He just called me back. They will do the bloodwork the morning of his surgery...they do all of that in house. He said that he'd put it on the schedule so it doesn't get forgotten. If there is a problem, they will call me and will put off the surgery.

At least I don't have to put poor Randy through another trip to the vet before Friday. I am going to try and relax now...that's all I really can do. I don't want to put a bunch of negative energy out in the universe about this. Thanks to all of you for your concern, advice and support. It really means a lot.  I just keep saying to myself _before you know it, it will be Friday night, Randy will be home from the vet and you'll be snuggling with him on the couch._


----------



## coppers-mom (Jan 9, 2009)

Great.

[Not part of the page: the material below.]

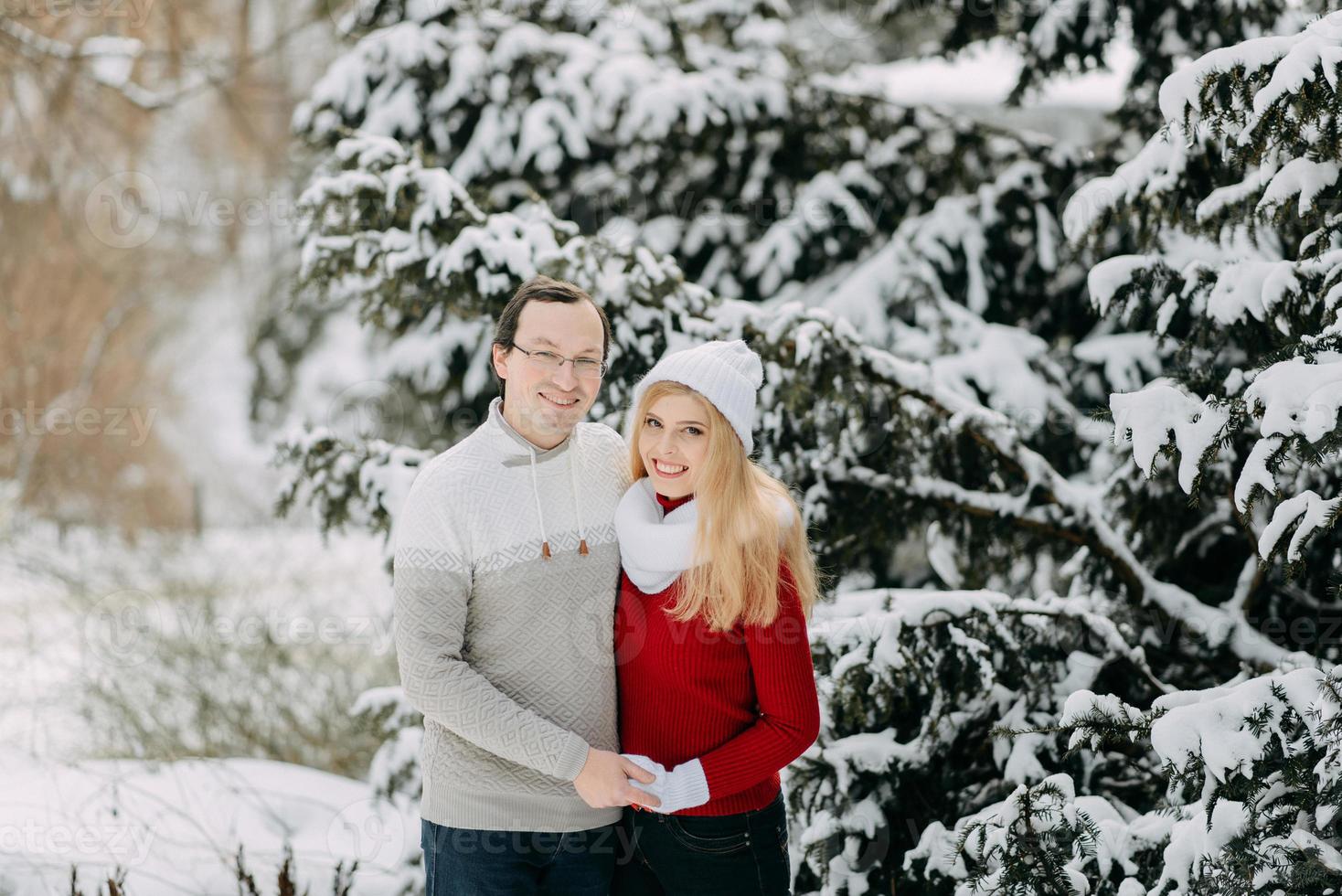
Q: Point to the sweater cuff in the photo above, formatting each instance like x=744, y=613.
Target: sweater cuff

They always did the pre-op check just before surgery to make sure all is in order.

I'll keep you in my thoughts and prayers, but I'm sure it will be fine.


----------



## goldencontriever3 (Nov 7, 2008)

Keeping you and Randy in our thoughts and prayers.


----------



## GoldenCamper (Dec 21, 2009)

Randysmama said:


> I just keep saying to myself _before you know it, it will be Friday night, Randy will be home from the vet and you'll be snuggling with him on the couch._


Positive attitude is everything!  I am sure you know how well our dogs can read us. Better for him to be a happy guy till you bring him in than being stressed out several days beforehand.


----------



## Randysmama (Feb 4, 2011)

I took some pictures of Randy the other day. He was having fun playing outside.


----------



## Karen519 (Aug 21, 2006)

*Randy*

Your Randy is just beautiful.
I will pray very hard for Randy and you!


----------



## Randysmama (Feb 4, 2011)

Karen519 said:


> Your Randy is just beautiful.
> I will pray very hard for Randy and you!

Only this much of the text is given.